I covered much of this in my recent post Budget Aikido. After the near Government default and the passage of the BCA in August 2011, Speaker Boehner was quoted as saying that he had "gotten 95% of what he was trying for." That statement comes from a "storm player". Obama, a "deep currents player", would have said, "Let's wait and see."
And that's what we're doing now. I think Obama knew that if the Supercommittee failed (as it did), and the sequester kicked in, that eventually GOP hawks would call for a deal. He probably also knew that he would have to stand firm, and endure a shutdown that would humiliate the GOP, in order for a space to open for a "common sense House caucus" to emerge and make that deal. He also knew, I believe, that if he offered entitlement cuts in return for new taxes, and if that deal were refused, then he could always say to the Speaker at a later time, "You should have taken the deal I offered in the summer of 2011, and since you didn't, you must know that my price for entitlement cuts has not gone down: New tax revenues, or else you can forget about entitlements." And all the while, the CBO was taking the BCA cuts agreed to and showing deficits coming down to acceptable levels. And the longer term picture was brightening as well: the slowdown in healthcare costs, now in its 8th year, would soon allow CBO to forecast the long term debt picture as sustainable.

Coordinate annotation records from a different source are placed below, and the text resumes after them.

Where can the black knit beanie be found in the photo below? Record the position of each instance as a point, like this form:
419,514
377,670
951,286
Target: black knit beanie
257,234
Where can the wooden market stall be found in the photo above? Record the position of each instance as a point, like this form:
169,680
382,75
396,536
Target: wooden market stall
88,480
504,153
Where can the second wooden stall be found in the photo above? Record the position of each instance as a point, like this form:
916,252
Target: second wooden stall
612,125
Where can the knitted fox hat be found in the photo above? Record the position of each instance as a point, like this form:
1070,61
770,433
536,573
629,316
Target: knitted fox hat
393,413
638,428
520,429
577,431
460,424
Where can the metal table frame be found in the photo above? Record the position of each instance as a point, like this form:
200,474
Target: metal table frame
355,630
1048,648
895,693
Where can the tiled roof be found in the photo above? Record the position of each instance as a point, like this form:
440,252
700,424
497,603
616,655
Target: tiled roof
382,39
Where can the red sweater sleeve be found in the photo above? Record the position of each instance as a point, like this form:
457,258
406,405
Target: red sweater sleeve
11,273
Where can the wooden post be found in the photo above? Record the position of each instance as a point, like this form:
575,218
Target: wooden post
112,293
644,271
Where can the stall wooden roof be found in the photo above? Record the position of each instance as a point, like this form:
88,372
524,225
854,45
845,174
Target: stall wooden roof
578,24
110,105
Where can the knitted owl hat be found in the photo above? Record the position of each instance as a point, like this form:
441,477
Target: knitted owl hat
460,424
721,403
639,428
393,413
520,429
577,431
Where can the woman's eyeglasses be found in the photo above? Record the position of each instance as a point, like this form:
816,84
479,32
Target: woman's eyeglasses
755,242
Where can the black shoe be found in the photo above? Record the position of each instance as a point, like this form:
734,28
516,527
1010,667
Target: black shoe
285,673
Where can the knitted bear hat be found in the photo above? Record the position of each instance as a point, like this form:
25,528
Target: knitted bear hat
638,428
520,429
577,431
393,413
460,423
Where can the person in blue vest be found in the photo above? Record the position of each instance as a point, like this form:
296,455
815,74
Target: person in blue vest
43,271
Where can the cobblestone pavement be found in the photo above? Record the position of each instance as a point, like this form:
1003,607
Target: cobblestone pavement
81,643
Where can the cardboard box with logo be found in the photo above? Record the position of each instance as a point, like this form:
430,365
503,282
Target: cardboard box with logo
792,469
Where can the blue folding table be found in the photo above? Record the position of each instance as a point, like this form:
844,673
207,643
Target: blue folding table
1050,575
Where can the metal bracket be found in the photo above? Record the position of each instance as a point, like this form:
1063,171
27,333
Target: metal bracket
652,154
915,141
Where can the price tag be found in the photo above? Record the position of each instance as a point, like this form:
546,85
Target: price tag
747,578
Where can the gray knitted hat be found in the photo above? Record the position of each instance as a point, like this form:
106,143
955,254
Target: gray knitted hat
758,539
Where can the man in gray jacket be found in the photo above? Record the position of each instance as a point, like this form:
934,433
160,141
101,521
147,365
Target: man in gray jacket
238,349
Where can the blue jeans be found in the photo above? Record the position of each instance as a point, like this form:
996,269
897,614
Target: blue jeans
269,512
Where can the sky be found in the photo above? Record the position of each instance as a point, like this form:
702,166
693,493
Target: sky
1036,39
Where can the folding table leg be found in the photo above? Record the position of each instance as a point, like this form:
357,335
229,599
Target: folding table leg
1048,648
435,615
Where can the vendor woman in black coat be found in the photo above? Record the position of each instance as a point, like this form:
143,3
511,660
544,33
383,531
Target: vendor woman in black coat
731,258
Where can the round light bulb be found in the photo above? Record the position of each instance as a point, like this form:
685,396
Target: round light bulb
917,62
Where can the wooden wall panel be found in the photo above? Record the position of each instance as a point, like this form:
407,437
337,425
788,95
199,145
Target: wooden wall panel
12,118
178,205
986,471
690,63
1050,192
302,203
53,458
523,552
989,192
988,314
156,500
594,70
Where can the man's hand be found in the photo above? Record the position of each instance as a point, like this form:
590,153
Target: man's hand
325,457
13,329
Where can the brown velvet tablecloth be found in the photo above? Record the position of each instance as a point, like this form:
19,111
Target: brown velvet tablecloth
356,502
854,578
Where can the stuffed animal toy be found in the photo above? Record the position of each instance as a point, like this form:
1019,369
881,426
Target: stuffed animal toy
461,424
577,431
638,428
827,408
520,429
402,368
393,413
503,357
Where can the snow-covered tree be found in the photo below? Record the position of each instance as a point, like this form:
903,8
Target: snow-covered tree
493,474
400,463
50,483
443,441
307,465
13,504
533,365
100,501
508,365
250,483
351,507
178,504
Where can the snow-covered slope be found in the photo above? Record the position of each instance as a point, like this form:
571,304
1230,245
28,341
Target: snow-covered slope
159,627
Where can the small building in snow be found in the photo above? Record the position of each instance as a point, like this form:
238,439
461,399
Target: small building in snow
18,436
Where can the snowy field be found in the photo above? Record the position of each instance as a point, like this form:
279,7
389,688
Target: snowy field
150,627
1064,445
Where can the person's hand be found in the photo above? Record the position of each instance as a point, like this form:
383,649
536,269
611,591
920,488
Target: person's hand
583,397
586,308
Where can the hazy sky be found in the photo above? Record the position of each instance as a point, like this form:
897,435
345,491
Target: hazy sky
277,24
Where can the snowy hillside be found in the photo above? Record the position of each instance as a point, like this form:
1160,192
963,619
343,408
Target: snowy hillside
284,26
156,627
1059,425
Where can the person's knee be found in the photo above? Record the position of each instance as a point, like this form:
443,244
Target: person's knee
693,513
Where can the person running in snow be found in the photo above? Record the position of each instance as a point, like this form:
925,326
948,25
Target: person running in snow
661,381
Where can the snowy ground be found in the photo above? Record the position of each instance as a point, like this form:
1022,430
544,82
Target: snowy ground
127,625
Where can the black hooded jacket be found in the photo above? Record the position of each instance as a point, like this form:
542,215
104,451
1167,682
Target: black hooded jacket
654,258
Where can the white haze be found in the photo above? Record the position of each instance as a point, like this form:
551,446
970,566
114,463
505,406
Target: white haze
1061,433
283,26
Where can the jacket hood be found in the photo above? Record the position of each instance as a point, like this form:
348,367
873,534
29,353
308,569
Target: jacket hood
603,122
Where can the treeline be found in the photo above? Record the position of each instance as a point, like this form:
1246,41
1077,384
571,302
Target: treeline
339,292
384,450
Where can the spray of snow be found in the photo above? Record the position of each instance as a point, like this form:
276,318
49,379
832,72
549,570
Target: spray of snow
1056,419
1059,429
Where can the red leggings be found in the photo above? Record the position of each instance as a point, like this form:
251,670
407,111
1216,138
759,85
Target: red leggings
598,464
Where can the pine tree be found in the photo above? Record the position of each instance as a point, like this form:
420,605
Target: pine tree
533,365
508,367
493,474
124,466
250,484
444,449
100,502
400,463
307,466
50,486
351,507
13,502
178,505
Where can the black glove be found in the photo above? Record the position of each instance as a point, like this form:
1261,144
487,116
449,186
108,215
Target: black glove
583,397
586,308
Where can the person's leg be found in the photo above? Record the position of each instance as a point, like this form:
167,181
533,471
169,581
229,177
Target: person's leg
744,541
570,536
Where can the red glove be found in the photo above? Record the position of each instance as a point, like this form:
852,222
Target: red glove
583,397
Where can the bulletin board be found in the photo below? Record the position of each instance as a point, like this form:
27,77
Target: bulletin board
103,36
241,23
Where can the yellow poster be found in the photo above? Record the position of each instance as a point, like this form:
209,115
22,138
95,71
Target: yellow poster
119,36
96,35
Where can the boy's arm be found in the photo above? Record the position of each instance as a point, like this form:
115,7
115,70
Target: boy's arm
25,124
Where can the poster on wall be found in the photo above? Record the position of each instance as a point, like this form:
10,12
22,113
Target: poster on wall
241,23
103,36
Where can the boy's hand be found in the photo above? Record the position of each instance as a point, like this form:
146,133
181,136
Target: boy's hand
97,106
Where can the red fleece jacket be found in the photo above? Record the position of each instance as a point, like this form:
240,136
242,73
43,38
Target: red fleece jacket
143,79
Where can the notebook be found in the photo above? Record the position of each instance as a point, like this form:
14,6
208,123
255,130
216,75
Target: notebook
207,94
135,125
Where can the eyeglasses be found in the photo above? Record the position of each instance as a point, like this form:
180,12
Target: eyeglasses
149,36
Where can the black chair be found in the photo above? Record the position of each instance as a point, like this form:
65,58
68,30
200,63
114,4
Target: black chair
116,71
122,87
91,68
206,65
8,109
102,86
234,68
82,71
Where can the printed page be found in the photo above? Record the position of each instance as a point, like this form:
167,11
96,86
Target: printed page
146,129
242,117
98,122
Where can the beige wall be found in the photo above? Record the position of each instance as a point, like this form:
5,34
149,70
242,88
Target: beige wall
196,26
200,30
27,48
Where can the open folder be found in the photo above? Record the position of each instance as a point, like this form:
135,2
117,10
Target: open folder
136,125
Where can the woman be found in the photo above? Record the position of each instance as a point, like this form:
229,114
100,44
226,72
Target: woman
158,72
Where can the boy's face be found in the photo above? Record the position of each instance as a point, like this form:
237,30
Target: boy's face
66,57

And all of this was put into motion in early 2011, just after the Simpson-Bowles Commission issued its report, when the President decided to adopt the Commission's $4 trillion deficit reduction goal. He told us in April 2011, but nobody paid much attention, preferring instead to criticize him for not formally adopting the Commission's findings. Many progressives (including Paul Krugman this morning) were upset at Obama seeming to accept the neoliberal austerity argument. Hard liberals felt betrayed by his putting Medicare, Medicaid and Social Security up for trade.
The President's strategy was political, not economic. Bush had thrown the country off kilter by declaring The Global War on Terror, telling us to be "very afraid" of terrorist threats. After the GFC in 2009, deficit hawks were doing the same thing with deficits and debt: the country faces imminent economic collapse, so be "very afraid." He had to counter and eventually defuse that argument. As an Aikido Master would surely have told him, use your opponents' energy to cause him to disable himself. Translated into political action, this meant: "Embrace the GOP's deficit cutting energy. Put your own stamp on it and make it yours. As deficits come down, the GOP will become confused. Some will get very angry. There will be a crisis, where you must be like a Rock. And then new possibilities will emerge for more positive, sustainable governance."
This is what we are seeing emerge. Hard to believe that Obama has essentially disarmed the opposing Party without really firing a shot, or taking the offensive.
This is the power of our extraordinary integral leader.